The Philippine government has reinforced its migratory controls by facilitating repatriation in areas where conflict and wars escalate. The Magna Carta for Migrant Workers allocates financial resources for emergency repatriation when the need arises. Section 15 of Republic Act 8042 specifically mandates the Overseas Workers Welfare Administration (OWWA), in coordination with appropriate international agencies “to undertake the repatriation of workers in cases of war, epidemic, disasters or calamities, natural and man-made, and other similar events.” OWWA also supervises the emergency repatriation fund, which should initially consist of one hundred million pesos.

The Philippine government’s experiences of repatriating its workers have earned some praises but mostly criticisms from civil society, media and international agencies. The largest repatriation to date occurred during the Gulf War in 1990–1991 wherein almost 30,000 Filipinos were repatriated from Kuwait (including some from Iraq). In 2006, another conflict in Lebanon called for a massive repatriation of 6000 OFWs, mostly women (IOM 2013). Most recently, the repatriation efforts caused by the Arab Spring specifically in Libya and Syria have posed another challenge to implement the repatriation mechanisms that admittedly disrupted the employment of thousands of Filipino workers. According to the 2013 Country Report of IOM, the Philippine Government considers the repatriation program from Libya as a successful campaign because of the good coordination between the Philippine government and the OFW’s employers and recruitment agencies in rescuing and transporting the workers. This is in contrast to the repatriation experience in Syria where rescue operations proceeded “slowly and in a protracted manner.” The operation became enormously challenging because most of the female OFWs in the area were irregular migrants.

In spite of the legal measures, bilateral agreements, and government-led programs for the migrants, OFWs remain vulnerable to institutional and societal injustices in their host countries. Undeniably, the national policy of the Philippine government has its weaknesses and shortcomings in terms of its design, implementation and reach considering that the missions abroad usually focus on diplomatic and other services (Battistella 2012). While OFWs are generally commended for their hard work and sacrifices, various problems emerging from the employment system and social adjustment pose great challenges not only to them and their respective families, but to the Philippine government as well. Aside from the usual experience of discrimination, many OFWs have been abused, exploited, and maltreated by their employers. Take the case of the domestic worker, Flor Contemplation, whose situation drew attention to the ghastly and dreadful side of labor migration.

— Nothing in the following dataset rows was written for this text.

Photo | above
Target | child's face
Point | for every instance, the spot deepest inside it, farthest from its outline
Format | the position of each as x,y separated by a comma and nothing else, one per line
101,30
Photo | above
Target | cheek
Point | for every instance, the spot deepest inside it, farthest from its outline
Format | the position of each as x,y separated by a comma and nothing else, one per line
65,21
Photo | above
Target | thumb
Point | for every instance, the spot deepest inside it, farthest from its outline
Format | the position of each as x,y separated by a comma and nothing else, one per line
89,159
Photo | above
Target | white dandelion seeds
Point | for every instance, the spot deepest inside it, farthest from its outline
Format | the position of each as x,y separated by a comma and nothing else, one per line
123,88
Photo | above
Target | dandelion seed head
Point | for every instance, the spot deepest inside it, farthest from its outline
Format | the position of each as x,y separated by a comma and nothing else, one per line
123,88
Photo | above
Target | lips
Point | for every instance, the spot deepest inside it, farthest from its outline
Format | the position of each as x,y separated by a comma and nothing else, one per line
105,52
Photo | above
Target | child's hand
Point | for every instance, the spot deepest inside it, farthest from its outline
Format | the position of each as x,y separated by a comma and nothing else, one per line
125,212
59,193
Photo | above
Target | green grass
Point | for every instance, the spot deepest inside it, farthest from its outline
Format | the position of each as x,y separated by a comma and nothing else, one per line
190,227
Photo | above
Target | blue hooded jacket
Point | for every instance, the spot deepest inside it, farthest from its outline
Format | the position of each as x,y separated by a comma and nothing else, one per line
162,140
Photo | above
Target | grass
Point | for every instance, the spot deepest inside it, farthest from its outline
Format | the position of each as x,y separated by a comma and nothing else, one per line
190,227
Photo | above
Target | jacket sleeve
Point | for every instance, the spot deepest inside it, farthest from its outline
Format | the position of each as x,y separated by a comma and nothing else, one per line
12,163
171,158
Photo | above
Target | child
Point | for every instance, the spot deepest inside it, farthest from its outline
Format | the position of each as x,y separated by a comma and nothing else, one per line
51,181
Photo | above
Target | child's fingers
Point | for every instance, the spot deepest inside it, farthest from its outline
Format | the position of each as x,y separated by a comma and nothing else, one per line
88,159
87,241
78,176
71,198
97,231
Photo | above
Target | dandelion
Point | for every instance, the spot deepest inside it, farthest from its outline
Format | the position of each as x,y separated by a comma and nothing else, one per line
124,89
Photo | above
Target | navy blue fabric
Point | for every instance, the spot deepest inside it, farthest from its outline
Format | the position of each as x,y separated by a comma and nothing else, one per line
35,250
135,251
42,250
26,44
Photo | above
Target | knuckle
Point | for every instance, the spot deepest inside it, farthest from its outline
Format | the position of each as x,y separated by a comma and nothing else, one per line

Her execution in Singapore on March 17, 1995 sparked public outrage because of the failure of the Philippine government to prevent the Singaporean government from imposing capital punishment. Since then, the public has questioned the ability of the government in protecting its overseas citizens.

In April 2015, another Filipino migrant has caught the attention of the public as she faced capital punishment in Indonesia. Mary Jane Veloso, a former domestic worker in Dubai, has been accused of smuggling 2.6 kg of heroine, prompting the Indonesian government to schedule her execution by firing squad together with eight other convicts. Prior to the scheduled execution, migrant workers’ associations in the Philippines and Indonesia, buttressed by a vocal public, exerted a tremendous pressure on the Indonesian government to defer the execution. These efforts from civil society organizations and the public through social media, backed by diplomatic efforts of the Philippine government, have resulted in the issuance of a temporary reprieve. This event brought back the discourse of migrant victimhood and oppression into the public sphere. The government’s policies on the exportation of overseas labor have once again faced severe criticism for its inability to protect overseas migrant workers.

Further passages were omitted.